The Tasmanian Forests Intergovernmental Agreement (TFIA) is an agreement between the Commonwealth of Australia and the State of Tasmania. It is designed to create additional areas of forest reserves in the State of Tasmania, while ensuring ongoing wood supply for the forest industry. It was signed by Australian Prime Minister, Julia Gillard, and Tasmania's Premier, Lara Giddings, on August 7, 2011.

== Background ==
Forestry has long been a contentious issue in Tasmania, which is home to the world's first environmental political party, the Tasmanian Greens, reflecting the high level of environmental awareness in the state.

The Agreement resulted from Round Table discussions in 2010 between the Tasmania’s forest industry and environmental movement, which sought to end more than 30 years of animosity between the parties.

The main driver of the talks was the decision of Tasmania’s largest private forestry company, Gunns Limited, to exit native forest harvesting and focus on developing its proposed plantation-based pulp mill at Bell Bay in the north of the State.
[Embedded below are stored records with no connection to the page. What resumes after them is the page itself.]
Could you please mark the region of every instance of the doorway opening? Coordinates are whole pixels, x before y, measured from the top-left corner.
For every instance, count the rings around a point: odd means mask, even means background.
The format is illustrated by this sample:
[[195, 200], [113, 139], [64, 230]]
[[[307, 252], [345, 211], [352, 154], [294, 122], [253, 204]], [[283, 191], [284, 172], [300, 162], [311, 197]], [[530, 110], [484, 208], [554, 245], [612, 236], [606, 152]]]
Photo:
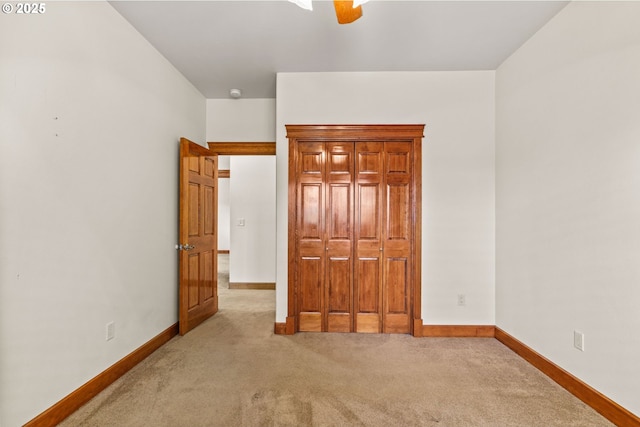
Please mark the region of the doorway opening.
[[219, 159], [219, 309], [275, 310], [275, 142], [208, 145]]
This decision led to a need to restructure the forest industry, and also created an opportunity to reserve additional areas of native forests.

The Round Table discussions culminated in the Tasmanian Forests Statement of Principles to Lead to an Agreement. The Statement of Principles sought support from the Australian and Tasmanian Governments to protect an additional 430,000 hectares of forests claimed by environmental groups to be of high conservation value, while ensuring a sustainable supply of native forest and plantation timbers to the forest industry.

The TFIA provided a financial package of AUD 277 million to:
- support logging contractors to leave the industry following the decision of Gunns Limited, to exit native forest harvesting;
- protect and manage new forest reserves;
- fund regional development projects; and
- fund mental health counselling and community wellbeing projects.

The Agreement also established an Independent Verification Group to assess the conservation values and timber supply requirements from within the areas nominated by the environmental movement for additional forest reserves. All stakeholders involved in the Agreement agreed to the Independent Verification process.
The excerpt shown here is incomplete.